Malgré la pression des autorités, à la mi-novembre 2013, plus de la moitié des DMP ouverts sont vides. Ceux qui ne le sont pas ne contiennent, pour ainsi dire, que des informations administratives (comme Vitale). Mi-novembre 2013, seulement 402 000 DMP sont ouverts ! Ce chiffre est à rapprocher des 10 millions de patients en ALD en France. Un rapprochement que la ministre de la Santé a dû faire, puisqu’elle a annoncé un DMP 2 qui sera déployé en priorité auprès des patients en ALD …

Reste que pour le DMP dans sa 1ère version, les études préalables et les expérimentations mises en place entre 2005 et 2009, ont coûté 210 millions d’euros. L’ASIP a consommé de son côté 210 autres millions pour fonctionner et lancer ce DMP depuis 2009. Soit plus de 400 millions d’euros. Cela met le DMP à 1000 euros l’unité actuellement !

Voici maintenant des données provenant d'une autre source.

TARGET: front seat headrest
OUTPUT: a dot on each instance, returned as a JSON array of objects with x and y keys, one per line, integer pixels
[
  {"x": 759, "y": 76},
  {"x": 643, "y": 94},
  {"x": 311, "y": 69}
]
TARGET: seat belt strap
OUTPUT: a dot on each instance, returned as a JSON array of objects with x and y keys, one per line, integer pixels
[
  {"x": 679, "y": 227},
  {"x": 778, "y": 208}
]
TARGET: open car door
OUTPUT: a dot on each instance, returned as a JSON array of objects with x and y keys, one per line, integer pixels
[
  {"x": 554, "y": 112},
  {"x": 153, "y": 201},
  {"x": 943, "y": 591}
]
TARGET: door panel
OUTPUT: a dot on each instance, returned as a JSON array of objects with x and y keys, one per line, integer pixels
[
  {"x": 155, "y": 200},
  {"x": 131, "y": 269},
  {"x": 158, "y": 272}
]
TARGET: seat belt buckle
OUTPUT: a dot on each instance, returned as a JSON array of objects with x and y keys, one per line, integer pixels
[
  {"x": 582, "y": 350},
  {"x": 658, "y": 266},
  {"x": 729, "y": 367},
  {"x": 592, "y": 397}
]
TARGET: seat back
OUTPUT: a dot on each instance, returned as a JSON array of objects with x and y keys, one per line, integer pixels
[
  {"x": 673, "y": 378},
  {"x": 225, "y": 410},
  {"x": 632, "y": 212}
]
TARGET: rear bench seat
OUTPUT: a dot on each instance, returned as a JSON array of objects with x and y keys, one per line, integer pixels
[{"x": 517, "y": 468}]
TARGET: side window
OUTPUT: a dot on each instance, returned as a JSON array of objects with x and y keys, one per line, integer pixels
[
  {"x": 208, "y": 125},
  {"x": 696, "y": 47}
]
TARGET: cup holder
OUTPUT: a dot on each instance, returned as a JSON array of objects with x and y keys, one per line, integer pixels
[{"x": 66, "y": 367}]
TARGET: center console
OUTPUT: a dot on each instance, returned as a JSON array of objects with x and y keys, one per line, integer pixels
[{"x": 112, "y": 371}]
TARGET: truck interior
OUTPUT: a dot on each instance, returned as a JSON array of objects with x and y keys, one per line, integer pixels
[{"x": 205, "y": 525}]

Le partage d’information fonctionnera quand les professionnels pourront dire ce qu’ils veulent échanger et qu’on leur proposera des solutions pérennes et simples. En attendant l’argent public est dépensé sans rien produire. À qui profite vraiment cette gabegie ? Certainement pas aux malades.

"Nous allons engager le déploiement de ce dossier médical dans le sens souhaité ou identifié par la stratégie nationale de santé, c'est-à-dire concentrer les développements des dossiers médicaux [personnels] sur les personnes âgées et sur les personnes atteintes de maladie chronique, afin qu'il y ait un intérêt immédiatement visible à la fois par les professionnels libéraux et professionnels hospitaliers", déclarait Marisol Touraine en octobre dernier. Quelques mois plus tôt, en février, la Cour des comptes avait pointé l'absence de stratégie des tutelles, en particulier du ministère de la santé, sur le déploiement du DMP. Nous voici revenu à la case départ ...

J-C Nogrette.


(1) " Le DMP doit être réorienté au service du parcours de santé", déclare encore Marisol Touraine le 28 mars lors de la journée, « la télésanté du patient sur son territoire »." Les professionnels doivent disposer d’outils de partage de l’information sur les patients, aisément accessibles et sécurisés", ajoute cette dernière. "Le Dossier Médical Personnel peut répondre à cette nécessité : il doit cependant prendre en compte les besoins des professionnels de santé. Je souhaite que le Dossier Médical de Personnel deuxième génération que j’appelle de mes vœux soit placé au centre du parcours de soins : il intégrerait de nouveaux services comme le partage d’une synthèse médicale ou l’utilisation en mobilité. Il serait l’instrument privilégié de la prise en charge des pathologies chroniques, avec une indispensable ouverture sur le domaine médico-social. Son déploiement s’accompagnera de la mise en place d’une messagerie sécurisée santé qui permettra aux professionnels de santé de communiquer entre eux." Nous sommes à ce jour loin du compte.